The topic of negotiations with Washington has been a major flashpoint between the conservatives and Mr. Pezeshkian, who campaigned on the promise to improve the economy by negotiating to remove sanctions.
In the weeks following Mr. Trump’s election and his comments about preferring a deal with Iran over military strikes against nuclear sites, Iranian officials from the president to the foreign minister said they were open to talks with Washington. Many pundits wrote front-page essays in Iranian media calling on the government to seize the opportunity of an opening with Mr. Trump.
But hard-liners bent on defeating any compromise with Mr. Trump began a fierce campaign to oust Mr. Zarif, suspecting he would become a facilitator once again in diplomacy with America. As foreign minister, Mr. Zarif spearheaded negotiations for the 2015 nuclear deal with world powers, including the United States, that placed limits on Iran’s nuclear program.
Mr. Trump abandoned the deal in 2018, during his first term and tightened sanctions, saying it would lead to lead to a better deal with tougher restrictions on Iran’s nuclear ambitions. Instead, Iran’s program has accelerated since then.
Iranian conservatives argued that Mr. Zarif’s appointment violated a law that bars people whose children have foreign citizenship from government roles. Mr. Zarif’s two children were born in the United States and have dual citizenship.
In a statement posted on his account on X announcing his departure, Mr. Zarif said “in the past six months my family and I have faced vicious insults, smears and threats and I experienced the most bitter days of my 40-year career in government, but I persevered with the intent to serve.” The tide in Tehran turned against negotiations with the United States when Mr. Trump signed an executive order tightening sanctions to make it difficult for Iran to evade them, with the aim of reducing Iran’s oil sales to zero.

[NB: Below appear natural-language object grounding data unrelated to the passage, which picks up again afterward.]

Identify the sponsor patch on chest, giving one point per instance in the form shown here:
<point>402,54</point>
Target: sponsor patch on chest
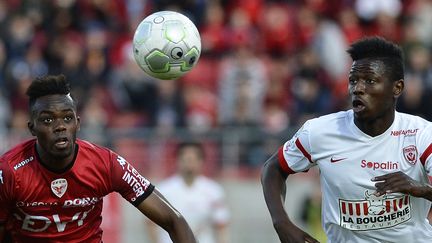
<point>59,187</point>
<point>410,154</point>
<point>374,212</point>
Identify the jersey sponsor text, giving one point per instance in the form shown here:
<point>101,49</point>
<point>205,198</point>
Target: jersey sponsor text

Mr. Khamenei, who had reluctantly acquiesced to the 2015 deal, and other conservatives saw Mr. Trump’s reversal as proof that the United States could not be trusted.

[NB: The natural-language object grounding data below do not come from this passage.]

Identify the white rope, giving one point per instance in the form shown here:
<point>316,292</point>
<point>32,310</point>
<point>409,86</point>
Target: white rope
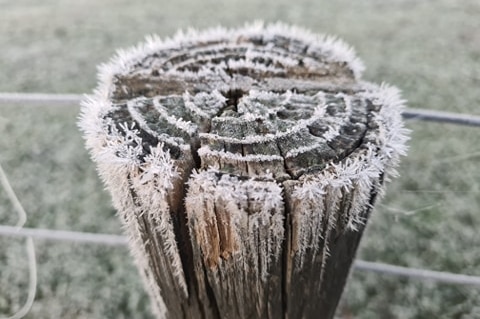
<point>74,99</point>
<point>118,240</point>
<point>32,261</point>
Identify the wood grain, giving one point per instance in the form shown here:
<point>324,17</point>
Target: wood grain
<point>244,165</point>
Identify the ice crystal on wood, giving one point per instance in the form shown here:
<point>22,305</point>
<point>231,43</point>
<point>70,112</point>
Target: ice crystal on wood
<point>244,165</point>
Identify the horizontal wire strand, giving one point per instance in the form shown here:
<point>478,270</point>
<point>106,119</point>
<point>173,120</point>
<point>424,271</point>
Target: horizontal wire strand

Mr. Trump’s blowup with President Volodymyr Zelensky of Ukraine at the White House last week is being presented in Iran as further validation of that view.
Large banners have gone up around Tehran showing Mr. Trump lecturing Mr. Zelensky, with messages that read, “the end of a delusion,” and “the result of relying on the wind.”

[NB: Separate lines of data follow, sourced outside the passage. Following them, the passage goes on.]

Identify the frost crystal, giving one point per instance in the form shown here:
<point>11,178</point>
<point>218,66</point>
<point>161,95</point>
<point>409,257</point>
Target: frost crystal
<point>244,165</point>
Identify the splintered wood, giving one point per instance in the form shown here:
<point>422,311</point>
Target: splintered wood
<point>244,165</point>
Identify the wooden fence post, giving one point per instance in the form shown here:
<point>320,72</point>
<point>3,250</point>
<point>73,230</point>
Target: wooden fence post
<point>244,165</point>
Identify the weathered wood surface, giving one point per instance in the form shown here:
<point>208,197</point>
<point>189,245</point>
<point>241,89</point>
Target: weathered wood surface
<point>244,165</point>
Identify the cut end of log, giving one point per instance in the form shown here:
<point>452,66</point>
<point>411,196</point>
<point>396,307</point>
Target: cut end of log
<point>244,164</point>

“We will not negotiate with America under a maximum pressure policy,” a government spokeswoman, Fatemeh Mohajerai, said on Tuesday. “We don’t want to experience humiliation like Zelensky.”
Mohamad Hossein Ebrahimi, an analyst in Tehran who is close to the government, said in a telephone interview that after the fiasco with Mr. Zelensky, “everyone is wondering if Trump does this with allies, what will he do with the enemy?”
The political upheaval of the past few days has been costly for Mr. Pezeshkian. Some who voted for him and campaigned for him said on social media that they regretted their support and felt duped, once again, by a system that keeps dangling promises of reform at the ballot box but refuses to budge once in office.
Mina Emamvirdi, a media researcher in Iran, wrote on X that Zarif’s ouster “is a sign of diplomacy reaching a dead end in Iran,” and “deepening the crisis of governing.”
Leily Nikounazar contributed reporting.